Quality Severity Levels
| Level |
Definition |
Response |
| P0 — Critical |
Data corruption, wrong numbers in production dashboards, compliance data wrong |
Stop pipeline, alert immediately, rollback if possible |
| P1 — High |
Missing data for key reports, SLA breach, >5% of records affected |
Alert team, fix within 4 hours, post-mortem required |
| P2 — Medium |
Non-critical field quality, <1% records affected, no downstream impact |
Fix in next sprint, add monitoring to prevent recurrence |
| P3 — Low |
Cosmetic issues, edge cases, non-critical data |
Backlog, fix when convenient |
Phase 5: Performance Optimization
SQL Optimization Checklist
| Problem |
Fix |
Impact |
| Full table scan |
Add/use partition pruning |
10-100x faster |
| Large joins |
Pre-aggregate before joining |
5-50x faster |
| SELECT * |
Select only needed columns |
2-10x faster (columnar stores) |
| Correlated subquery |
Rewrite as JOIN or window function |
10-100x faster |
| DISTINCT on large result |
Fix upstream duplication instead |
2-5x faster |
| ORDER BY without LIMIT |
Add LIMIT or remove if not needed |
Prevents memory spills |
| String operations in WHERE |
Pre-compute, use lookup table |
Enables index usage |
| Multiple passes over same data |
Combine with CASE WHEN + GROUP BY |
2-5x faster |
| NOT IN with NULLs |
Use NOT EXISTS or LEFT JOIN IS NULL |
Correctness + performance |
Spark Optimization Guide
| Problem |
Solution |
| Shuffle-heavy joins |
Broadcast small table (broadcast(df)) if <100MB |
| Data skew |
Salt the skewed key: add random prefix, join on salted key, aggregate |
| Small files |
Coalesce output: .coalesce(target_files) or use adaptive query execution |
| Too many partitions |
spark.sql.shuffle.partitions = 2-3x cluster cores |
| OOM errors |
Increase spark.executor.memory, reduce partition size, spill to disk |
| Slow writes |
Use Parquet with snappy, partition by date, avoid small writes |
| Repeated computation |
.cache() or .persist() DataFrames used >1 time |
| Complex transformations |
Push down predicates, filter early, select early |
Partitioning Strategy
| Data Type |
Partition Key |
Why |
| Transactional/event |
Date (daily or monthly) |
Most queries filter by time range |
| Multi-tenant |
Tenant ID + date |
Isolate tenant queries, time-range pruning |
| Geospatial |
Region + date |
Regional queries are common |
| Log data |
Date + hour |
High volume needs finer partitions |
| Reference/dimension |
Don’t partition |
Too small, full scan is fine |
Rules:
- Target 100MB-1GB per partition (compressed)

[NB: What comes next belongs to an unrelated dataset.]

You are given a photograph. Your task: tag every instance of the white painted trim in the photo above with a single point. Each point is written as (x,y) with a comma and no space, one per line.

- <10,000 total partitions per table
- Never partition on high-cardinality columns (user_id)
- Always include partition key in WHERE clauses
Phase 6: Data Governance & Cataloging
Data Classification
| Level |
Examples |
Controls |
| Public |
Product catalog, published stats |
No restrictions |
| Internal |
Aggregated metrics, non-PII analytics |
Auth required, audit logging |
| Confidential |
Customer PII, financial records, HR data |
Encryption, column-level access, masking |
| Restricted |
SSN, payment cards, health records, passwords |
Encryption at rest + transit, tokenization, audit every access, retention limits |
PII Handling Rules
- Identify: Scan all sources for PII columns (name, email, phone, SSN, DOB, address, IP)
- Classify: Tag each with sensitivity level
- Minimize: Only ingest PII you actually need
- Protect:
- Hash or tokenize in staging (SHA-256 with salt for pseudonymization)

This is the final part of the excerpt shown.